It’s hard to imagine a creature less like a butterfly than its own caterpillar. This is particularly true for the peacock butterfly – a blue-eyed beauty blinking through the dog days of summer until it’s time to sleep behind the bedroom curtains.
But here comes the peacock caterpillar – like a train made of black polka-dot upholstery armed with great spines, undulating on suckers, propelled by a single idea of destiny behind its blank mask. The last journey the caterpillar takes is alone; it moves away from its writhing knot of siblings in the nettle clump to a safe place to pupate and become something else completely.
Donald Williamson’s theory of hybridogenesis claims the reason butterflies and caterpillars look like such different animals is because they are. The biologist says butterflies and caterpillars do not share a single common ancestor but are the result of evolutionary hybrids: inside the chrysalis, caterpillar cells of a velvet worm hybrid reduce to stem cells then reconstitute the insect hybrid.
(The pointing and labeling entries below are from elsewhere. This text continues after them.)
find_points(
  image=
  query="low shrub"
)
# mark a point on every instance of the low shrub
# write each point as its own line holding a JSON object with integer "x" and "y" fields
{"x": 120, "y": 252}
I look at this supposed monster, this chimera of a peacock caterpillar, with admiration. The trouble is, the direction the creature is taking leads straight into the traffic. So much for destiny. There are so few butterflies about this year every one matters, so I pick it up and put it back under the nettles.
I am reminded of William Blake’s poem entitled The Sick Rose, where the “invisible worm” is the rose’s “dark secret love” and destroys the flower. Whether this poem is about love and desire, English politics or metaphysics, no one seems concerned for the worm. In the case of insect metamorphosis we may have been persuaded that the rose-like beauty of the butterfly must destroy the worm-like horror of the caterpillar. But both flower and thorn create the allure of the rose.
As I watch the black, spotted, thorny caterpillar renew its journey into another animal’s future, I wonder if we haven’t got the idea of beauty askew. This wonderful creature is not just important for what it might become; the beauty of metamorphosis lies not in a means to an end but in the journey itself.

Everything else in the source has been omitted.